If a worker believes he or she has been bullied, effective 1 January 2014, they can apply to the Fair Work Commission for a “stop bullying order”. We’ve previously reported on the nature of the jurisdiction, and the uncertainty about how it will operate in practice (here and here). But voila! The FWC now has released the Anti-bullying Benchbook, the Anti-bullying guide and a fancy flowchart to place some meat on the bones.
We now have a bit of guidance on what the FWC is required to do in order to meet its obligation to “start to deal with an application within 14 days”. It seems that complaints will be subject to a screening process. The employer and alleged bully will be provided an opportunity to respond to the complaint. The FWC has power to knock out complaints at that stage without proceeding to a conference, mediation or hearing. So that’s good news.
President Justice Ross has underscored that the jurisdiction is not about compensation. The purpose of the laws is to prevent and stop bullying. Only existing employees are eligible to lodge a complaint, and the FWC can only make an order where there is a risk of the bullying continuing.
The draft FWC application form has also been released. The complainant is invited to have their say about the remedy they are seeking by ticking a box: an order by the FWC to prevent further bullying; investigations (or further investigations) conducted by the business; counselling or coaching/mentoring support; an apology; transfer to another work area or a change of roster; development or improvement of policies in the workplace to deal with bullying; or “other”, with the complainant invited to provide details.

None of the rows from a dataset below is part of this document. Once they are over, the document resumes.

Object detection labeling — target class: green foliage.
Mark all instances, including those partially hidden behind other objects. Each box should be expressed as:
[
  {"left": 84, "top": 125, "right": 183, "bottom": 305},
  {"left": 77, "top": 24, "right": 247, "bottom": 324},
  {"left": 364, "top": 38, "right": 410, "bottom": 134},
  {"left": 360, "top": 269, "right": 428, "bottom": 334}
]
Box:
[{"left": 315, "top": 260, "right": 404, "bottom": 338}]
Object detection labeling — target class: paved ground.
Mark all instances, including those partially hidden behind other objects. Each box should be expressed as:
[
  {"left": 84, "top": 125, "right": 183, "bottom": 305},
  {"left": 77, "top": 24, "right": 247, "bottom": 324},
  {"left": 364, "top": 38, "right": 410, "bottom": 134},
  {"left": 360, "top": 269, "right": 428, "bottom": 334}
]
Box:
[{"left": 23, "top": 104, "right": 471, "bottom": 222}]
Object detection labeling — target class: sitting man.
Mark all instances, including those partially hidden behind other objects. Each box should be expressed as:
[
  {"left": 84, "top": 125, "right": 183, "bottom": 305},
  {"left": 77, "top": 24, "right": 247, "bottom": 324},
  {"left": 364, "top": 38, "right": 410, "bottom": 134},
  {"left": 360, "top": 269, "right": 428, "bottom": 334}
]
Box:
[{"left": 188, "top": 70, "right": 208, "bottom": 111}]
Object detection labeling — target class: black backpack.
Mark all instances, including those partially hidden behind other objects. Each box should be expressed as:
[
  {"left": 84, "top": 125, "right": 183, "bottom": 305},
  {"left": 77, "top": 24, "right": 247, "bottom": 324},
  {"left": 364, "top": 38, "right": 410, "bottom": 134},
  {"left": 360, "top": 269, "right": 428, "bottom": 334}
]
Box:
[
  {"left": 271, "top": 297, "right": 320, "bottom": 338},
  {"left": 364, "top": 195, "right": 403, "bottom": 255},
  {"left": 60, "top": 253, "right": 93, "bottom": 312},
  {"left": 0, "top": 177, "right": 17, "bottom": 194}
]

So watch this space. The FWC has already revealed it is expecting a significant number of complaints.
And in other bullying news, you’ll recall that way back in 2011, Safe Work Australia released the Draft Code of Practice for Preventing and Responding to Workplace Bullying as part of the WHS harmonisation regime.
Well, after kicking around the Draft Code for some time with lengthy consultations, it has now been abandoned and replaced with the “Guide for Preventing and Responding to Workplace Bullying”. The difference? The Draft Code was criticised for being way too prescriptive on methods to achieve compliance with the model Work Health & Safety Act. The Guide is less formal and prescriptive. Application of an approved Code of Practice on a subject matter is admissible as evidence of whether there has been compliance with an obligation under the Act. In strict terms, a Guide doesn’t have the same force. In practical terms however, employers should still pay heed.
Still don’t have a bullying policy or complaint handling process? Time to get your house in order.